This notebook is a first attempt of doing this data loading, for the simple pleasure of exploring a dataset of things I really love. 📚 ❤️

In [11]:
import glob

book_list = glob.glob('txt/**/*.book', recursive=True)

print ('First 10 books read:', ', '.join(book_list[:9]))

First 10 books read: txt\A\Actions_Speak.book, txt\A\Allan_Kardec.book, txt\A\Armazem_do_Folclore.book, txt\A\Assim_tudo_comecou.book, txt\A\As_dobraduras_de_Papelino.book, txt\A\A_Arte_Naif_no_Brasil.book, txt\A\A_Divina_Comedia-Inferno.book, txt\A\A_Divina_Comedia-Paraiso.book, txt\A\A_Divina_Comedia-Purgatorio.book


Most are utf-8, but not all of them.

In [19]:
books_encoding = {}
books_encoding['utf-8'] = 0
books_encoding['cp1252'] = 0

for book in book_list:
    try:
        with open(book, 'r', encoding='utf-8') as bookfile:
            content = bookfile.readlines()
            books_encoding['utf-8'] = books_encoding['utf-8'] + 1
    except UnicodeDecodeError:
        try:
            with open(book, 'r', encoding='cp1252') as bookfile:
                content = bookfile.readlines()
                books_encoding['cp1252'] = books_encoding['cp1252'] + 1
        except Exception:
            with open(book, 'r') as bookfile:
                content = bookfile.readlines()
                if (bookfile.encoding in books_encoding):
                    books_encoding[bookfile.encoding] = books_encoding[bookfile.encoding] + 1
                else:
                    books_encoding[bookfile.encoding] = 1

print (books_encoding)

{'utf-8': 954, 'cp1252': 13}


And a few require some wrangling, which I'll do in the original files --

In [45]:
def process_line(line):
    book_properties = {}
    if (line.strip() > ''): 
        if '=' in line:
            try:
                prop_name, prop_value = line.split('=')
                book_properties[prop_name.strip()] = prop_value.strip()
            except ValueError:
                print ('*** Incorrect property setting formatting (double equals sign):', book, "- Line: ", line.strip())
        else:
            print ('*** Incorrect property setting (no equals sign):', book, "- Line: ", line.strip())
    return book_properties

all_books = {}
for book in book_list:
    all_books[book] = []
    try:
        with open(book, 'r', encoding='utf-8-sig') as bookfile:
            content = bookfile.readlines()
            book_property = {}
            for line in content:
                book_property = process_line(line)
                if (len(book_property) > 0):
                    all_books[book].append(book_property)
    except UnicodeDecodeError:
        try:
            with open(book, 'r', encoding='cp1252') as bookfile:
                content = bookfile.readlines()
                book_property = {}
                for line in content:
                    book_property = process_line(line)
                    if (len(book_property) > 0):
                        all_books[book].append(book_property)
        except Exception:
            print ("File couldn't be parsed:", book, " - Encoding: ", bookfile.encoding)

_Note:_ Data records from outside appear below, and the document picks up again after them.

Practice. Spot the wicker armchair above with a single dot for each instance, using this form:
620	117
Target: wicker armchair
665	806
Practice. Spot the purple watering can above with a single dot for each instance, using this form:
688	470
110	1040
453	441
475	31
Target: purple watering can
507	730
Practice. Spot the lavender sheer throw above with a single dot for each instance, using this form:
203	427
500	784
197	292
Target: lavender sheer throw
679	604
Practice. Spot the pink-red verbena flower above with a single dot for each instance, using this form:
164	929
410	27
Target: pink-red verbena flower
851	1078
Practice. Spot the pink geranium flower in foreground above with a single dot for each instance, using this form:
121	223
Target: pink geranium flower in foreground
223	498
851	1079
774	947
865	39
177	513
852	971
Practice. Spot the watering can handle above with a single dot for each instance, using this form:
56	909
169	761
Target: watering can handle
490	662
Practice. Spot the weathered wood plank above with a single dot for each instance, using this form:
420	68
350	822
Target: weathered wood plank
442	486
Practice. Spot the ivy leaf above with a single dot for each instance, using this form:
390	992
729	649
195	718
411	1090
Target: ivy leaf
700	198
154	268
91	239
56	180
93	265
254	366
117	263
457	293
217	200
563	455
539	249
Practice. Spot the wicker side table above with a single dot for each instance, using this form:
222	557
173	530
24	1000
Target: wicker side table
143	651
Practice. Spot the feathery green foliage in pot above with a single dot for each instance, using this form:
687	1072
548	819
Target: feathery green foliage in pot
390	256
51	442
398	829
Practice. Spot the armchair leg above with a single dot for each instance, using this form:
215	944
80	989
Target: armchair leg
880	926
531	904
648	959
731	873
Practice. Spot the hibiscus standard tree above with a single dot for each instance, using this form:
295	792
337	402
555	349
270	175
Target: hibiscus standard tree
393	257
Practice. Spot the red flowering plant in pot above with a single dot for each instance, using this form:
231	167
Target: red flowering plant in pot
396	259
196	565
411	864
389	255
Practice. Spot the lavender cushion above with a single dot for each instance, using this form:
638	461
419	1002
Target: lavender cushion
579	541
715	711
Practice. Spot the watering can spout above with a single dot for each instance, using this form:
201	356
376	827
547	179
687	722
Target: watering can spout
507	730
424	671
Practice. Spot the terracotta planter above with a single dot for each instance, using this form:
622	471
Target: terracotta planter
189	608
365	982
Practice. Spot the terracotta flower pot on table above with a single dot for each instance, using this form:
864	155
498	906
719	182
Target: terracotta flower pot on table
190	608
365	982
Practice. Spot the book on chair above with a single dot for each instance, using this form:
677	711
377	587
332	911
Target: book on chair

*** Incorrect property setting (no equals sign): txt\A\O_Alienista.book - Line:  subtypefiction
*** Incorrect property setting formatting (double equals sign): txt\C\Antologia_do_Folclore_Brasileiro-Vol_1.book - Line:  keyword==Salamancas
*** Incorrect property setting formatting (double equals sign): txt\M\Ruido_Blanco_6.book - Line:  series=series=Ruido Blanco
*** Incorrect property setting formatting (double equals sign): txt\W\Nao_entendo_muito_de_vinho_mas_sei_do_que_gosto.book - Line:  <=== fix this! subtype=nonfiction fiction poetry dictionary textbook biography handbook cookbook guidebook travelogue manual comics photobook drawing grammar puzzle scripture proceedings gamebook


Reloading books, after fixing the errors above.

In [66]:
import glob


def process_line(line):
    book_properties = {}
    if (line.strip() > ''): 
        if '=' in line:
            try:
                prop_name, prop_value = line.split('=')
                book_properties[prop_name.strip()] = prop_value.strip()
            except ValueError:
                print ('*** Incorrect property setting formatting (double equals sign):', book, "- Line: ", line.strip())
        else:
            print ('*** Incorrect property setting (no equals sign):', book, "- Line: ", line.strip())
    return book_properties


book_list = glob.glob('txt/**/*.book', recursive=True)

all_books = {}
for book in book_list:
    all_books[book] = []
    try:
        with open(book, 'r', encoding='utf-8-sig') as bookfile:
            content = bookfile.readlines()
            book_property = {}
            for line in content:
                book_property = process_line(line)
                if (len(book_property) > 0):
                    all_books[book].append(book_property)
    except UnicodeDecodeError:
        try:
            with open(book, 'r', encoding='cp1252') as bookfile:
                content = bookfile.readlines()
                book_property = {}
                for line in content:
                    book_property = process_line(line)
                    if (len(book_property) > 0):
                        all_books[book].append(book_property)
        except Exception:
            print ("File couldn't be parsed:", book, " - Encoding: ", bookfile.encoding)
            
print (len(all_books))

969


How about the encodings now, with the new dataset?

In [7]:
books_encoding = {}
books_encoding['utf-8'] = 0
books_encoding['cp1252'] = 0

for book in book_list:
    try:
        with open(book, 'r', encoding='utf-8') as bookfile:
            content = bookfile.readlines()
            books_encoding['utf-8'] = books_encoding['utf-8'] + 1
    except UnicodeDecodeError:
        try:
            with open(book, 'r', encoding='cp1252') as bookfile:
                content = bookfile.readlines()
                books_encoding['cp1252'] = books_encoding['cp1252'] + 1
        except Exception:
            with open(book, 'r') as bookfile:
                content = bookfile.readlines()
                if (bookfile.encoding in books_encoding):
                    books_encoding[bookfile.encoding] = books_encoding[bookfile.encoding] + 1
                else:
                    books_encoding[bookfile.encoding] = 1

print (books_encoding)

{'utf-8': 956, 'cp1252': 13}


Checking some book samples.

In [69]:
print (list(all_books.keys())[:9])

['txt\\A\\Actions_Speak.book', 'txt\\A\\Allan_Kardec.book', 'txt\\A\\Armazem_do_Folclore.book', 'txt\\A\\Assim_tudo_comecou.book', 'txt\\A\\As_dobraduras_de_Papelino.book', 'txt\\A\\A_Arte_Naif_no_Brasil.book', 'txt\\A\\A_Divina_Comedia-Inferno.book', 'txt\\A\\A_Divina_Comedia-Paraiso.book', 'txt\\A\\A_Divina_Comedia-Purgatorio.book']


In [70]:
print (all_books['txt\\A\\A_Divina_Comedia-Paraiso.book'])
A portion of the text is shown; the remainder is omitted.